Pantauan di lokasi, ratusan kendaraan besar terlihat mengantre di area menuju pelabuhan. Para sopir terpaksa menunggu dalam waktu yang sangat lama untuk bisa masuk ke area penyeberangan.
Salah seorang pengurus ekspedisi Ifan mengaku kondisi ini sangat merugikan, karena keterlambatan penyeberangan membuat distribusi barang menjadi terhambat dan biaya operasional meningkat.
“Antrean sudah berlangsung beberapa hari. Banyak sopir yang tertahan di jalan bahkan harus menginap di dalam truk. Kami sangat kecewa karena pengiriman barang jadi terlambat,” ujarnya.
Sementara itu, para pengurus ekspedisi berharap pihak pengelola pelabuhan segera melakukan langkah konkret agar antrean panjang tidak terus terjadi dan distribusi logistik kembali lancar.
Kami ini sopir sudah berhari-hari menunggu di antrean. Tidur di dalam truk, makan seadanya di pinggir jalan. Barang yang kami bawa juga dikejar waktu pengiriman. Kalau terus seperti ini, kami yang di jalan yang paling merasakan dampaknya,” keluh salah seorang sopir truk dengan nada kecewa.
Para sopir lainnya juga mengeluhkan minimnya kepastian waktu keberangkatan kapal. Mereka berharap ada solusi dari pihak pengelola pelabuhan agar antrean panjang ini bisa segera terurai.
Menurut mereka, jalur penyeberangan di kawasan Bakauheni merupakan jalur vital penghubung distribusi logistik antara Pulau Sumatera dan Pulau Jawa. Jika antrean terus terjadi, maka akan berdampak pada rantai pasok barang ke berbagai daerah.

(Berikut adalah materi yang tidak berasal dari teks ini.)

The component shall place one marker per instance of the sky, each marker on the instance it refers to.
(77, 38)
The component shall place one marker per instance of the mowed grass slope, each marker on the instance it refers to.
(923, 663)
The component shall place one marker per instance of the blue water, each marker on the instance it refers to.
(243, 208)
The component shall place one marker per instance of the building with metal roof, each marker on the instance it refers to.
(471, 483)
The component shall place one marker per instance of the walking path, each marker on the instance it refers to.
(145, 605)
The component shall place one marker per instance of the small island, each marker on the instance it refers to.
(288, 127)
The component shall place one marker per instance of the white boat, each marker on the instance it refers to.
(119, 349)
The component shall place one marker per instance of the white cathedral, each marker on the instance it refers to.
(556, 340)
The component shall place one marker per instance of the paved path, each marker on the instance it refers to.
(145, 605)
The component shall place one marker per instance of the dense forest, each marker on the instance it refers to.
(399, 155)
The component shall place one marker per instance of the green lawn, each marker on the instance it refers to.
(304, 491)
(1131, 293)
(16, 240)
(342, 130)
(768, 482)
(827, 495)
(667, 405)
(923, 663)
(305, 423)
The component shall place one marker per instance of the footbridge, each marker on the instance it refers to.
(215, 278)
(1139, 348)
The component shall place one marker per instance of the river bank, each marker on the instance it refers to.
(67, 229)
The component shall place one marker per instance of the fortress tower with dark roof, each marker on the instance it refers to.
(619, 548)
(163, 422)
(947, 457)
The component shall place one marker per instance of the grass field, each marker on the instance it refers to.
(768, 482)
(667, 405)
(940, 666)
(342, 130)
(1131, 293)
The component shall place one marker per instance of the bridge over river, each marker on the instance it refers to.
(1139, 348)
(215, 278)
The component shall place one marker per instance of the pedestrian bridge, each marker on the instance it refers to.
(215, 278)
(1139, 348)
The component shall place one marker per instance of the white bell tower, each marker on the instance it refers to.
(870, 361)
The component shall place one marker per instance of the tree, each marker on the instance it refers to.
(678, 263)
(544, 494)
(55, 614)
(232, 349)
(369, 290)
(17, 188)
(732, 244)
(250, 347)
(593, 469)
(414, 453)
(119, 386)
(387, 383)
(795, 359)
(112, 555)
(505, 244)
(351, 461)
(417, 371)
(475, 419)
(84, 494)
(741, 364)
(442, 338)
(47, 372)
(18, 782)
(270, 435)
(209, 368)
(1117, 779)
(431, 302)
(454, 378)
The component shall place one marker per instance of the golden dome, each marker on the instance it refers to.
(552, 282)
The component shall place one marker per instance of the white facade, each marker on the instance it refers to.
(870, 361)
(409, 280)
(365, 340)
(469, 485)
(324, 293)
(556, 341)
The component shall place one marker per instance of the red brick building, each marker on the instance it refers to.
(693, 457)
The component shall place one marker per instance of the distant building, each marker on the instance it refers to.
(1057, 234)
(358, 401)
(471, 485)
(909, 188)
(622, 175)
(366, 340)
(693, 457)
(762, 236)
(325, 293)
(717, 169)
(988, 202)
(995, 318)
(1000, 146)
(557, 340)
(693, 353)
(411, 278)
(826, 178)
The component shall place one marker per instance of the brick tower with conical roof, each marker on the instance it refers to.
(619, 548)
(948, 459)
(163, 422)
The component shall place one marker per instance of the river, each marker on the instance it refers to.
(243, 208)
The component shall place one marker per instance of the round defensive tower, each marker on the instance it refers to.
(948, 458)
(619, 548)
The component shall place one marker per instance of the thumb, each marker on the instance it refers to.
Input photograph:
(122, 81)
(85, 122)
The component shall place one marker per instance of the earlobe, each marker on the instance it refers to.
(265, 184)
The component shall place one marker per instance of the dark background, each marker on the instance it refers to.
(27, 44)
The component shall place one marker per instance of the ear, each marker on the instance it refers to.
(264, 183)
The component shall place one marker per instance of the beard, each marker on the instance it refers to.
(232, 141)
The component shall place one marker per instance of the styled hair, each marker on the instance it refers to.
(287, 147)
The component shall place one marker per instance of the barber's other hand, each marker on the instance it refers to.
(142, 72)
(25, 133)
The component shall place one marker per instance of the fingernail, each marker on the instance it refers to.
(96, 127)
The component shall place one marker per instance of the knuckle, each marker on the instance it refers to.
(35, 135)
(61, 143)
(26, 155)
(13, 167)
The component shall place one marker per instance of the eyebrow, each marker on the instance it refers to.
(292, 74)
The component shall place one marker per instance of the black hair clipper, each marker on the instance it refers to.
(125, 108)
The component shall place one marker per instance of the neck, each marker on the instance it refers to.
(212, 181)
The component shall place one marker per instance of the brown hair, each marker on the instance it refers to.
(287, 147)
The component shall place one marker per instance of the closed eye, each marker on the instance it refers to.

“Kami berharap pihak pengelola pelabuhan bisa segera mengambil langkah cepat, seperti menambah armada kapal atau memperbaiki sistem antrean agar tidak terjadi penumpukan kendaraan seperti ini,” kata salah satu sopir.
Hingga berita ini diturunkan, antrean kendaraan menuju Pelabuhan BBJ Bakauheni masih terlihat panjang dan para pengguna jasa masih menunggu giliran untuk bisa menyeberang.